News last week of financial difficulties for Newport Beach’s David Gelbaum—one of the country’s largest philanthropists—had many here asking, “David who?”
National media put the spotlight on Gelbaum, a longtime Newport Beach resident who’s believed to have given more than $500 million in anonymous donations to a variety of mostly progressive causes this decade.
That anonymity was shattered when reports came out last week that the American Civil Liberties Union faces a $20 million shortage in funding next year—about 25% of its annual budget—after Gelbaum said he wouldn’t be able to contribute his normal amount to several groups next year due to financial issues.
Gelbaum made his fortune as a hedge fund manager on Wall Street and now heads up the Quercus Trust, a Newport Beach-based fund that invests in clean technology and alternative energy companies.
According to trade reports, Quercus has invested in close to 50 companies as of early this year, including large holdings in Ohio’s Energy Focus Inc., Pennsylvania’s Axion Power International Inc. and Entech Solar Inc. of Texas.
Gelbaum said in a statement last week that those investments have “placed me in a highly illiquid position” due to the down market.

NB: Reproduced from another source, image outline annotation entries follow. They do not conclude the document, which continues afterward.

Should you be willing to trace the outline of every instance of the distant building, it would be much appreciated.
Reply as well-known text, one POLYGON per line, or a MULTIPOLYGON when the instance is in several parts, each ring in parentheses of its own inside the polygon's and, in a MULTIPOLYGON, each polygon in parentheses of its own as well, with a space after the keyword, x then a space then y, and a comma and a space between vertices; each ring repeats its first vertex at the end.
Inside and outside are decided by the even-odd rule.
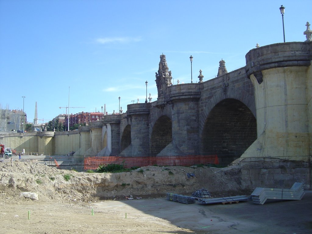
MULTIPOLYGON (((106 113, 107 115, 107 113, 106 113)), ((64 126, 68 129, 68 116, 65 115, 64 126)), ((80 126, 89 125, 90 122, 98 121, 102 121, 103 116, 105 115, 100 112, 80 112, 76 114, 71 114, 69 115, 69 127, 74 126, 75 124, 80 126)))
POLYGON ((27 115, 22 110, 0 109, 0 131, 17 131, 22 129, 22 123, 27 123, 27 115), (23 118, 25 116, 25 119, 23 118))

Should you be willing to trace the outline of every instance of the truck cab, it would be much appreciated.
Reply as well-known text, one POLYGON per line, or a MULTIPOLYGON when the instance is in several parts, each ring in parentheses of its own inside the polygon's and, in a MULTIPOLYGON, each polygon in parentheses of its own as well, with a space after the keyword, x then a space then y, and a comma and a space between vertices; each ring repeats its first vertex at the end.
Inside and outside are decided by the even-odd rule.
POLYGON ((6 159, 8 159, 11 158, 12 157, 12 150, 11 150, 11 148, 6 147, 4 154, 5 154, 6 159))

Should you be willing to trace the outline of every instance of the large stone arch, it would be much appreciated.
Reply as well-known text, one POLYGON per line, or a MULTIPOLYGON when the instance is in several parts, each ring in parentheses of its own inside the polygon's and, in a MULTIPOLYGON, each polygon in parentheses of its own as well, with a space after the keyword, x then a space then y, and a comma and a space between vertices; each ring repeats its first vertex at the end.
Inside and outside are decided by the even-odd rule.
POLYGON ((251 111, 239 100, 226 99, 213 107, 205 121, 201 153, 217 154, 222 163, 228 163, 256 139, 256 121, 251 111))
POLYGON ((154 123, 151 137, 151 156, 156 156, 172 142, 172 126, 171 119, 165 115, 154 123))
POLYGON ((121 134, 120 144, 120 152, 131 144, 131 125, 128 124, 124 129, 121 134))
POLYGON ((204 124, 210 111, 217 104, 227 99, 236 99, 241 102, 248 107, 254 116, 256 117, 255 97, 241 89, 232 86, 227 87, 226 92, 220 90, 214 94, 206 103, 201 103, 201 105, 204 105, 205 107, 202 113, 200 114, 199 133, 200 138, 202 134, 204 124))

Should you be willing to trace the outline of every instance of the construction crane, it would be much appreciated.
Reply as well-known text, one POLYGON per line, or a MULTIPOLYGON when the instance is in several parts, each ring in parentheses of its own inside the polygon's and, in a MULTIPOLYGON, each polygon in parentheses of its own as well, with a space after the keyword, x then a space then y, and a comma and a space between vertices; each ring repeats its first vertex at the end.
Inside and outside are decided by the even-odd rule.
MULTIPOLYGON (((66 115, 67 115, 67 108, 68 108, 68 107, 67 107, 67 106, 66 106, 66 107, 61 107, 60 106, 60 109, 61 109, 61 108, 66 108, 66 115)), ((70 108, 85 108, 85 107, 70 107, 70 108)))
POLYGON ((43 121, 44 120, 46 120, 46 121, 50 121, 50 120, 51 120, 51 119, 38 119, 38 120, 42 120, 42 123, 43 124, 43 121))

The statement was an abrupt change for Gelbaum, who has been described as “an intensely private” philanthropist who insisted on anonymity in exchange for his gifts.
There’s only been one major profile of Gelbaum, done by the Los Angeles Times in 2004.
“I don’t think that if you have a lot (of) money and you give away a lot of money, you should get a lot of recognition. You shouldn’t be able to buy that,” Gelbaum told the Times.
Part of the reason for Gelbaum’s reluctance to talk to the media likely has to do with him wanting to keep his investing strategies secret, said Edward Thorp, a one-time partner of Gelbaum who now runs Newport Beach-based Edward O. Thorp & Associates LP.
“He’s a very private person,” Thorp said.
History
Gelbaum is the son of the former chairman of the University of California, Irvine’s math department. He also attended UC Irvine, where he excelled in math, graduating in 1972.
Gelbaum was making $3.75 an hour at an auto repair shop while in college when he was hired by Thorp, who at the time taught at the school.
Thorp hired Gelbaum to work for his Princeton/Newport Partners hedge fund in 1972.
Thorp is perhaps better known as the author of blackjack book “Beat the Dealer.” He found that similar mathematical strategies used at the card table could be used to help investors win on Wall Street.
Princeton/Newport Partners was the first fund of its kind to use a market neutral strategy, which sought to profit from both the up and down swings of the market by investing in options, warrants and bonds.
Gelbaum is credited with making his fortune from using mathematical strategies to pick stocks and bonds.
“He was a smart kid and wanted to work hard,” Thorp said.
Gelbaum, who stayed with the fund until 1988, was always generous with his philanthropy, giving half of what he made to charities, Thorp said.
Thorp guesses Gelbaum’s fortune to be $100 million to $300 million, but noted that the two haven’t been in close contact for several years.
Other reports had put Gelbaum’s fortune much higher before the credit crunch and his extensive giving.
In addition to the ACLU, recipients of Gelbaum’s giving include the Sierra Club and the Iraq-Afghanistan Deployment Impact Fund of the California Community Foundation, which provides assistance to families of troops deployed in Iraq and Afghanistan.
Gelbaum in 2006 was named the ninth Most Influential Person in Southern California by the Los Angeles Times Magazine. In 2004 he was said to have given more money to conservation causes in California than anyone else.
Earlier this decade, most of his conservancy efforts were made through Oak Brook-based Wildlands Conservancy and related programs, which helped protect close to 1,200 square miles of land in the state.
The Times’ 2004 profile listed a number of local gifts from Gelbaum, including more than $20 million to the Orange County school system, as well as $3.5 million to a children’s charity overseen by former sheriff Michael Carona.